“Assalamualaikum Wr Wb. Innalillahi wainna ilaihi rajiun. Telah berpulang keramatullah saudara kita Budi Satria atau Pang Sumatra di Rumah Sakit Umum Daerah Langsa pukul 14.50 WIB. Semoga amal ibadah beliau diterima disisi Allah Swt.”
Pesan singkat ini masuk dalam handphone atjehwatch.com sekitar pukul 15.22 WIB.
Pesan ini adalah kabar yang menyentakan. Penulis menelepon dua kali ‘Si Pengirim’ informasi untuk memastikan kebenaran informasi tersebut. Pasalnya, sehari sebelumnya, kami berdua sempat berkomunikasi lama.

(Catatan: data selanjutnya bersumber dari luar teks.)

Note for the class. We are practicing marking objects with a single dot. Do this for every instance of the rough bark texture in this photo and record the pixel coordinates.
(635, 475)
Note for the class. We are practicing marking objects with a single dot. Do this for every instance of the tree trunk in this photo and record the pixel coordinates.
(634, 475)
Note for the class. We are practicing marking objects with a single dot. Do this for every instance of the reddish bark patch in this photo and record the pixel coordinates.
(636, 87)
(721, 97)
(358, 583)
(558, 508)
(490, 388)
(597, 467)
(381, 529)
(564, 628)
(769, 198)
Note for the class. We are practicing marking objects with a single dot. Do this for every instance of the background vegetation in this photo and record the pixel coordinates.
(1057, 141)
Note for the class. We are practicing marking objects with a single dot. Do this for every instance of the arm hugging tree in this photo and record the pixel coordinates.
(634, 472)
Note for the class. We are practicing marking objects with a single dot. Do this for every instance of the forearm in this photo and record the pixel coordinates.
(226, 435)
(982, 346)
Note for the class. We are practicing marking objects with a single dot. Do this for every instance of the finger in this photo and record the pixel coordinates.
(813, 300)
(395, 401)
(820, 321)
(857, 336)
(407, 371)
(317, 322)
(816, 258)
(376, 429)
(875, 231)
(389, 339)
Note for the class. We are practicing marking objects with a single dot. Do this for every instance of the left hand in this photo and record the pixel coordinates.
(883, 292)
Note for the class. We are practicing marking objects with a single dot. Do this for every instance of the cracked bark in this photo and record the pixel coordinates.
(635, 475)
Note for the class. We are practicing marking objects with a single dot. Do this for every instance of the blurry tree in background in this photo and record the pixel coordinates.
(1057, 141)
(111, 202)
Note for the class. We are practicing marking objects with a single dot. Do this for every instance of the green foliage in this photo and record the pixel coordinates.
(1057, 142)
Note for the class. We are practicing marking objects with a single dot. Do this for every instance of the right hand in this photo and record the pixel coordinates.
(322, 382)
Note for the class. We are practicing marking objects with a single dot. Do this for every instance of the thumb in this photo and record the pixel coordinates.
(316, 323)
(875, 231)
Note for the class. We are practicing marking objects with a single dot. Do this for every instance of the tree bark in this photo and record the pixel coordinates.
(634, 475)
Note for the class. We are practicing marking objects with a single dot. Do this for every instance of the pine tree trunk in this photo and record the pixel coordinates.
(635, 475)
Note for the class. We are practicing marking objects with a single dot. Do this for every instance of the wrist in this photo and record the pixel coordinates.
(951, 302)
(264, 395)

“Bang. Harta nyan jeut tamita. Yang penting ayah dan droneuh sehat geubri lee poe,” ujar dia melalui telepon pada Sabtu siang, 19 Maret 2022 lalu.
Dan, komunikasi tersebut adalah telepon kami untuk yang terakhir kalinya.
Durasi telepon nya sekitar 20 menit lamanya. Dan hari ini, penulis mendengar kabar kalau pria yang memiliki ‘seribu julukan’ itu telah pergi selamanya.
Penulis mengenal sosok pria yang diberi gelar ‘Pang Sumatera’ ini sejak lama. Namun baru akrab sejak 2015 lalu.
Ia adalah anggota Gerakan Aceh Merdeka Angkatan 1997. Ia dan beberapa anggota GAM lainnya kemudian di-BKO-kan ke wilayah Langkat, Sumatera. Mereka ditugaskan menghidupkan ideologi Aceh merdeka di wilayah Langkat.
Mereka ditugaskan menjadi Pasukan Sumatera. Selain Langkat, juga ada Deli dan Asahan.
Dari sinilah gelar Pang Sumatera akhirnya muncul. Di sisi lain, ia juga disebut sebagai Wakil Panglima (Wapang) Langkat.
Demikian juga dengan nama.
“Saat konflik, saya pernah memakai KTP Musliadi. Makanya ada yang memanggil Muh Wapang. Namun ada juga yang memanggil dengan nama Ameng,” cerita Pang Sumatera beberapa tahun lalu.
“Nama Ameng karena karakter saya yang mudah marah. Makanya rekan rekan seperjuangan memberi gelar itu. Soalnya dulu ada Raider asal Batak yang dikenal garang,” katanya lagi saat itu.
“Nama saya itu Budi Satria. Namun ada yang dipanggil Muh Wapang. Ada Ameng. Di Jakarta, ada yang memanggil Marzuki. Karena semasa konflik, untuk bertahan hidup butuh berbagai cara untuk menyamar,” kata Pang Sumatera tersenyum.
Usai penandatangan damai. Aceh berdamai. GAM turun gunung. Namun persoalan tak sesederhana bagi Pang Sumatera.
“Damai yang diakui hanya dari Tamiang ke Banda Aceh. Sedangkan kami di Langkat dianggap criminal,” kata Pang Sumatera semasa hidup.
“Ada banyak anggota GAM kelahiran Langkat di penjara sebagai criminal. Ada banyak tentara GAM Langkat yang dikubur tanpa status.”
Hal ini pula yang membuat Pang Sumatera semasa hidup ngotot agar batas Aceh kembali sesuai peta 1 Juli 1956.
“Kami tidak ingin minta apa-apa. Kami hanya ingin keberadaan anggota GAM Langkat yang meninggal selama konflik dihargai.”
“Saya tak ingin perjuangan mereka sia-sia. Mereka martir perjuangan,” katanya.
Usai damai, Pang Sumatera lebih memilih menghabiskan waktu di Desa Masjid, Myak Payet, kabupaten Tamiang. Di sana, ia juga sempat ditunjuk sebagai Wapang KPA wilayah Tamiang.
Kini, almarhum Pang Sumatera menghembuskan nafasnya yang terakhir pukul 14.50 WIB di Rumah Sakit Langsa. Namun cita-cita besarnya tak kunjung terwujud.
“Saya mungkin preman. Saya orang yang berlumur darah semasa konflik. Tapi saya tak akan pernah rela teman-teman saya dianggap criminal.”
Ia hanya berharap agar suatu saat ‘para martir’ GAM yang terkubur di wilayah Sumatera diakui oleh pimpinan KPA saat ini.
Selamat jalan Pang Sumatera. Selamat jalan ‘Sang Martir’ Aceh. Semoga kau tenang dalam keabadian.